Standard cytotoxic chemotherapeutic agents with a history of failing systemically may be worthy of reevaluation as interstitial treatment agents. Though biodegradable devices have a role, convection-enhanced delivery may serve the same purpose and overcome limitations in biodegradable matrix compatibility with treatment agents. In view of the promising preliminary data supporting interstitial therapy administration, it is recommended that patients be considered for enrollment in high quality investigative protocols studying this issue. Biologic methods such as viral delivery also warrant encouragement and funding.

This set of guidelines should not be a static group of documents.

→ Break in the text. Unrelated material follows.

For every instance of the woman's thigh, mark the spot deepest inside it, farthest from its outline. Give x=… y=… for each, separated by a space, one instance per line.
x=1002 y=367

Rather, it warrants refreshment at regular intervals. Ideally, this would be by a separate multi-disciplinary set of experts using this guideline as a point of departure. This maximizes the chance of identifying weaknesses and guiding recommendations for future improvements. Ideally, application of evidence-based principals as were used here can be implemented proactively to point out where weaknesses in our knowledge may lie and serve as a guide to basic and clinical research. These guidelines are not meant to tell physicians how to manage patients or to take away independence of practice. Anyone who regularly manages individuals with glioblastoma recognizes the variety of presentations that are possible. Thus, their therapy needs to be individualized based on their circumstances, utilizing evidence-based guidelines such as these not as a set of limitations, but as a point of departure. Though perceived as painful by some practitioners, Brockman’s statement that, “In a culture shaped by truly critical thinking and scientific method, being proven wrong, and being constantly challenged to prove your most cherished concepts, is understood as part of intellectual evolution” is applicable to guideline development and their ongoing modification [139]. In light of this, even new avenues and pilot or preliminary clinical research can be reviewed, classified and ranked. Automated classification systems proposed for use by the National Library of Medicine and other organizations on a prospective basis may facilitate these endeavors in the future. Continued oversight by parent organizations in neurosurgery or other specialties is of value. In the case of this set of guidelines, the guidance and support of the Joint Tumor Section of the Congress of Neurological Surgeons and the American Association of Neurological Surgeons was critical to their successful completion. This oversight assists in minimizing any sense of conflict of interest and improves the likelihood of the document providing meaningful guidance for health policy makers.